Оля: Главное — доплыть. А там фиги дадут нам и пищу и одежду.
Матвей Ильич: Фиги?
Оля: Они же — инжир.
Матвей Ильич: Ночь полна открытий.
Оля: Он растет здесь повсюду, и его как-то странно не обрывают.
Матвей Ильич: Я как раз подумал, что мне уже не фиг там ловить, на этой суше. И тут — инжир. Плыву.
Оля: Слушай, а как же я?
Матвей Ильич: Ты любишь ближнего. На суше ты исчезнешь. Я был твой временный попутчик, а ты — глоток воды…
Оля: Ты жив? Ау!
Матвей Ильич: Морской… Египетские ночи, воистину. Хлебнул немного, ничего страшного.
Оля: Полежи.
Матвей Ильич: А потом молча до самого берега.
Берега они не видели, даже когда коснулись ногами дна. Берег был совершенно черный, а огни были по-прежнему далеко — на горе. Они долго лежали на гальке, потом встали, не разнимая объятий, и пошли против серого предрассветного ветра.

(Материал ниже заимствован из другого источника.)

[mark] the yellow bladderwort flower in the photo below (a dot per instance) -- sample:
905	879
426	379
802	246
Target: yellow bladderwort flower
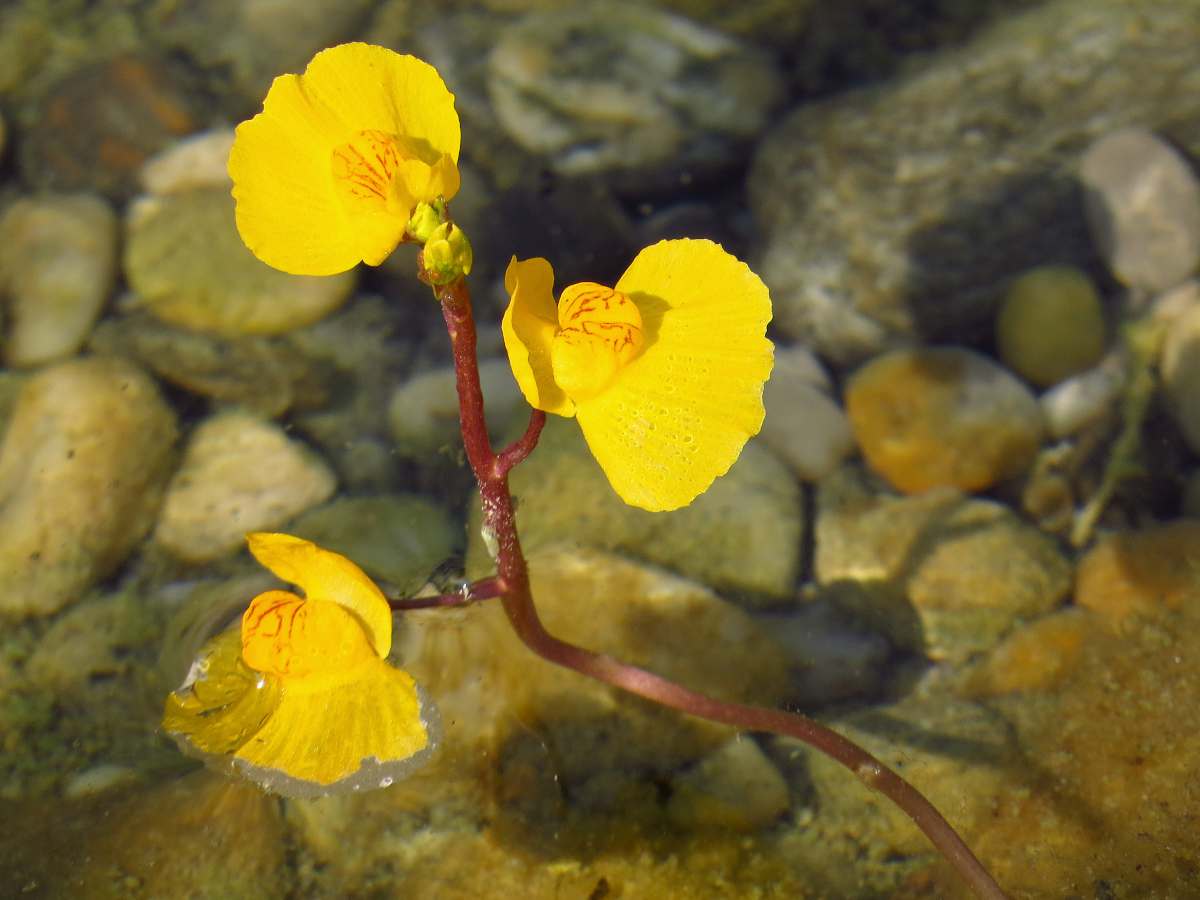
664	372
333	168
300	699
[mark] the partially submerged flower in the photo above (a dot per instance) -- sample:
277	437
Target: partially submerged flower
341	156
664	372
300	699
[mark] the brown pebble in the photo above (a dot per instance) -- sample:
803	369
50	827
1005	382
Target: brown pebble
1141	573
100	124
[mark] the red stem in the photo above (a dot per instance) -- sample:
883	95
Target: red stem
492	471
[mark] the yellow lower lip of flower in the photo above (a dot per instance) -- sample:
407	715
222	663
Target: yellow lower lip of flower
671	414
300	697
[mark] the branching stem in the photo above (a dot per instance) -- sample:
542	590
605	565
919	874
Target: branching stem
491	472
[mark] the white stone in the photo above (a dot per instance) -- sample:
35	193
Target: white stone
99	779
239	474
1073	405
804	426
736	787
1143	204
197	161
83	463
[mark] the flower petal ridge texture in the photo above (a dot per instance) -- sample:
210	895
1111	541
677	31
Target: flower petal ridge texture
664	371
300	699
330	172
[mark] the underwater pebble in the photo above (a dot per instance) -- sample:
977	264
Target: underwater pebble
90	645
1084	399
197	161
838	658
899	211
1180	370
99	779
1143	203
937	573
397	539
259	373
942	417
424	411
239	474
83	465
99	125
1140	573
735	787
804	425
742	537
1050	324
1037	657
189	267
58	264
253	41
624	88
201	611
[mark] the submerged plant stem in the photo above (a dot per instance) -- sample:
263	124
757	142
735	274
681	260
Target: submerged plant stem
492	474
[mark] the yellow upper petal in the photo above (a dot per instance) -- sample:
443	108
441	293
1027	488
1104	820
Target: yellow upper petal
324	575
677	417
291	211
291	637
375	89
529	324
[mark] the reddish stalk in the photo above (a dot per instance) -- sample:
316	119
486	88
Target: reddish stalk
491	472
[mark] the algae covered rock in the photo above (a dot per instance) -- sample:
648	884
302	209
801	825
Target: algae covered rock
939	573
264	375
571	87
1143	203
399	539
1050	325
201	837
189	267
959	754
901	210
58	264
486	682
239	474
743	535
84	461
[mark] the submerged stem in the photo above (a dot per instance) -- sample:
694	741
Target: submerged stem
492	471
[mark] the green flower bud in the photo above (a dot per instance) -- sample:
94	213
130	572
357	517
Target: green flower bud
425	219
447	256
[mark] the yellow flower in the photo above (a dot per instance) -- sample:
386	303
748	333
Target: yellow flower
301	700
333	168
665	371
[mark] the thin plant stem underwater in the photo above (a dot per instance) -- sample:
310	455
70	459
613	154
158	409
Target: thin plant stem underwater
511	585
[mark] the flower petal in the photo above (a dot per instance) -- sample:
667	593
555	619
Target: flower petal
528	327
221	703
341	735
288	213
288	210
324	575
677	417
378	89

Матвей Ильич: Слушай, у меня как бы это… Гениталии… Ты прости, что я тебе говорю, но они горят прямо. Как будто их отхлестали крапивой.
Оля: Это — медуза. Ничего страшного. Это даже полезно.
Матвей Ильич: Я устал от процедур. Я же тут был в санатории.
Оля: Был? Ты уезжаешь?
Матвей Ильич: Нет, я сбежал — ты что, не видишь? Пойдем в тот домик — кажется, дверь открыта.
Оля: Это — домик спасателей. Зачем они нам теперь?
Матвей Ильич: Согреться.
Оля: Света нет. Голый бетон. Пойдем, здесь еще холоднее.
Матвей Ильич: А вот лодка.
Оля: Эй, ты, человек за бортом, мы на суше.
Матвей Ильич: Но куда мы пойдем?
Оля: Ко мне.
Матвей Ильич: Там ведь твоя мама.
Оля: Я скажу ей, что нашла папу. Давай посчитаем: мог ты здесь быть шестнадцать лет назад?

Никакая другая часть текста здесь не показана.